Mais, la pièce prend une tournure encore plus douteuse, lorsque Marcel, indépendantiste convaincu, reçoit en cadeau une photo de René Lévesque qui parle! C’est ainsi que chaque personnage aura sa petite conversation avec René appelé, notamment, à expliquer ce qu’il voulait dire par «…on est peut-être quelque chose comme un grand peuple! » Une explication qui ne viendra pas.

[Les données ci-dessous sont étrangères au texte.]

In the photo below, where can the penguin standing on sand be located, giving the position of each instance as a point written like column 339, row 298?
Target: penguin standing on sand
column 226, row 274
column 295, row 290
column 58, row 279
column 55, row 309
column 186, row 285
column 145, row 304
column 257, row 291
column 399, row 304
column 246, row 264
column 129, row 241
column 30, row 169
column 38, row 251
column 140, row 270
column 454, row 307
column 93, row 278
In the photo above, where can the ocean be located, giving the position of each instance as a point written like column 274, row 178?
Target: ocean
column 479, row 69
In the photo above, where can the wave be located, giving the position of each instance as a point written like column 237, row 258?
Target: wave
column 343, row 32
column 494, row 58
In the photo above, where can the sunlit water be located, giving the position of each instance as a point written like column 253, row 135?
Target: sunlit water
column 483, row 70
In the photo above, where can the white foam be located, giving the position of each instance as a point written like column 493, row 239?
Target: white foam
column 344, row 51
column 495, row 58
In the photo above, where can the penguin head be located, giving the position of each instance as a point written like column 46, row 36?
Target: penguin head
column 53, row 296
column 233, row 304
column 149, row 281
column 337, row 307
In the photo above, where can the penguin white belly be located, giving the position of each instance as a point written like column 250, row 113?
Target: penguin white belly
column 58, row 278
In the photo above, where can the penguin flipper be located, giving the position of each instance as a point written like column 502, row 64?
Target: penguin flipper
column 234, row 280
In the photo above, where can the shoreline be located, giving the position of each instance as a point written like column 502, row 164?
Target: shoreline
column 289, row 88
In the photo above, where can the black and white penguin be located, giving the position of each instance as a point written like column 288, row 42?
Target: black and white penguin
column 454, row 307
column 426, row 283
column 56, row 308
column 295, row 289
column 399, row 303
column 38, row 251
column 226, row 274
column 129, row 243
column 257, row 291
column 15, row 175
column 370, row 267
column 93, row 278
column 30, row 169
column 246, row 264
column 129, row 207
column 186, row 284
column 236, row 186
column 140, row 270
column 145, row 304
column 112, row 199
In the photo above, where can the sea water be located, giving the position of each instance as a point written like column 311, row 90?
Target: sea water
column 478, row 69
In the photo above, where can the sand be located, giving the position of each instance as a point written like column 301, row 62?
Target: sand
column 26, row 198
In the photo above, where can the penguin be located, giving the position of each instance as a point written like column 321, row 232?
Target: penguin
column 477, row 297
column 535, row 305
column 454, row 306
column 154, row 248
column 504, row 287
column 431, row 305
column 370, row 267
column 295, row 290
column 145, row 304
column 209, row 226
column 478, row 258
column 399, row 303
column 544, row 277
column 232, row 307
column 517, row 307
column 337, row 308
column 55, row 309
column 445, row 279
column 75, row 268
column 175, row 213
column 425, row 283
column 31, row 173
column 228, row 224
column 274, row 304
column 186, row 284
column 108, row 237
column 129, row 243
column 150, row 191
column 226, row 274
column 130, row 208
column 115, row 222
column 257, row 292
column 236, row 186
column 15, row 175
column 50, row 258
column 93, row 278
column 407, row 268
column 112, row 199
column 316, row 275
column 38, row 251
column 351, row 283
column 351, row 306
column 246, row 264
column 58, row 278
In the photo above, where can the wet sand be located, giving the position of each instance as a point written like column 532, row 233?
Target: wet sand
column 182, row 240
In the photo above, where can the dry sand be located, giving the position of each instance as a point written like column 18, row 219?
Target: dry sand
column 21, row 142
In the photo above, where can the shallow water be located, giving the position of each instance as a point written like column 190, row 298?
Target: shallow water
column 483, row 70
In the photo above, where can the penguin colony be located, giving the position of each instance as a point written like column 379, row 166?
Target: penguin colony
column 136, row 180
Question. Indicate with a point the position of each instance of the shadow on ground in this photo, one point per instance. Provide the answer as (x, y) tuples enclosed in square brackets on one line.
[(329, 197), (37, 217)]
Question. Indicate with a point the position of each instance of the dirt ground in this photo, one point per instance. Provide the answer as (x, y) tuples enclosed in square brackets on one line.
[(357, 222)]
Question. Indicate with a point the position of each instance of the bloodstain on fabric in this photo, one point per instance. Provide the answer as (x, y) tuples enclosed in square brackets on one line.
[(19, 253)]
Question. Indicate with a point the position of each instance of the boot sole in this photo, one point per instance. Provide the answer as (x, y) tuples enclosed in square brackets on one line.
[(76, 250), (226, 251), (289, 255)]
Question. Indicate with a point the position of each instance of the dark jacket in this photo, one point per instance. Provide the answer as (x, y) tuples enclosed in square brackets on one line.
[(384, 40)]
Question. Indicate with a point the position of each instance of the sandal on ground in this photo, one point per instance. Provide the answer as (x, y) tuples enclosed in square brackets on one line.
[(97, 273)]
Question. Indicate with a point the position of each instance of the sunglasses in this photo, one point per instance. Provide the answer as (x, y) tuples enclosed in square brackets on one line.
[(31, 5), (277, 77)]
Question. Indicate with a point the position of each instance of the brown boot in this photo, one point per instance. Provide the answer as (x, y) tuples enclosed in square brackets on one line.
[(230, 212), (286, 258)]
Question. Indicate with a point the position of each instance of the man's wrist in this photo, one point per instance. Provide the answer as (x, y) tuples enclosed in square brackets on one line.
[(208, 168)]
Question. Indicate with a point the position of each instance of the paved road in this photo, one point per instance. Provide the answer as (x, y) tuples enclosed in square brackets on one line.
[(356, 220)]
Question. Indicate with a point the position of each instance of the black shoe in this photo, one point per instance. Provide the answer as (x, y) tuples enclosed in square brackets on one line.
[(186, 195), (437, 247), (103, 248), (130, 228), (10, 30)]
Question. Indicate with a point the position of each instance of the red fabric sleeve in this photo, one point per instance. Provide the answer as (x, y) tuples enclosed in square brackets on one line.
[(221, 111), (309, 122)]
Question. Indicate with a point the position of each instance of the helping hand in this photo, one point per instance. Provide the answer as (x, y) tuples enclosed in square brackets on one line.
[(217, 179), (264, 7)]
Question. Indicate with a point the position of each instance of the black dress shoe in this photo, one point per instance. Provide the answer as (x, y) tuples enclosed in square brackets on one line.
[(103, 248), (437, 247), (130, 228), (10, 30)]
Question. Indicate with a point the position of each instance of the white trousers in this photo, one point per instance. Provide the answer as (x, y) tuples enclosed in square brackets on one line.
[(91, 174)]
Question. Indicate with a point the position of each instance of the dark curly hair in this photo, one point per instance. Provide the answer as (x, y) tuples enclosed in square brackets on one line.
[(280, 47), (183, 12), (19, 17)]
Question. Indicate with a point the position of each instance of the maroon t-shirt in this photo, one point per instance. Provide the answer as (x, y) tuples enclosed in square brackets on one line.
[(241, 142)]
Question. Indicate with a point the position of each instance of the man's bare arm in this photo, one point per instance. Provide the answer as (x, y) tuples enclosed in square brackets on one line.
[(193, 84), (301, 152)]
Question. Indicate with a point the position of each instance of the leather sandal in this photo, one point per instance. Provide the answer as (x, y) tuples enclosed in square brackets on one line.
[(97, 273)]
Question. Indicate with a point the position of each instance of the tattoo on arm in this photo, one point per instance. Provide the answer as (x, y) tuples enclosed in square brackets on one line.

Puis une autre soeur de Claire (Dorothée) qui a soudainement quitté son mari et ses enfants est hébergée chez Claire et Marcel. La nouvelle locataire semble intéressée à ses beaux-frères. Tous les cinq entreront tour à tour en conversation avec la photo de René pour parler de fidélité, d’homme à femmes. etc. Ajoutons que les dialogues se font avec une voix enregistrée fort ressemblante de celle de René Lévesque. Mais pourquoi mêler cette icône politique à pareilles questions ? Pourquoi faire de René Lévesque une sorte de conseiller matrimonial ? En quoi cela pourrait-il être drôle ?
Physical
Si Archambault trouve le tour de rappeler à notre mémoire, à travers des citations, des oeuvres québécoises d’envergure (L’homme rapaillé de Gaston Miron et le film Les Plouffe), il bifurque vers une voie franchement embarrassante. En présence de la photo de René Lévesque, les cinq personnages décident de regarder ensemble un film porno. À travers leurs regards, on devine les scènes osées et tous se lancent dans une chorégraphie de fortune sur la chanson Physical interprétée par Olivia Newton-John. Et René Lévesque qui semble témoin de tout cela… Malaise.
Dur à croire
Comment l’auteur de La société des loisirs et de Tu te souviendras de moi a-t-il pu glisser à ce point ? Si les comédiens offrent des performances honnêtes, il n’en reste pas moins que la mise en scène est archi-prévisible et que le personnage de Dorothée, entre autres, est à bien des égards invraisemblable. Cette femme quitte son mari et ses enfants du jour au lendemain et ne ressent le besoin de revoir aucun d’entre eux, même s’ils vivent à proximité. Aussi, après avoir vaguement dragué l’un de ses beaux-frères et s’être laissée courtiser par l’autre, on apprend qu’elle est en amour avec une femme et le reste de la famille ne semble même pas étonné.
Des gens heureux ?
Pour terminer, la fille de Claire nous dit qu’elle a hérité de la photo de René Lévesque à la mort de son père. Elle ajoute qu’elle ne sait pas encore ce qu’elle en fera, mais qu’elle ne peut s’en débarrasser car René fait en quelque sorte partie de sa famille. On fait alors entendre la magnifique chanson thème du film Les Plouffe dont les paroles semblent détonner après deux heures passées à faire en quelque sorte le procès de René Lévesque ainsi que du fédéralisme canadien: «Il était une fois des gens heureux C’était en des temps plus silencieuxParlez à ceux qui s’en souviennent … ça disait toujours « le monde est beau »»
En résumé, merci pour les rappels historiques, mais à force de mélanger les registres, on banalise l’histoire.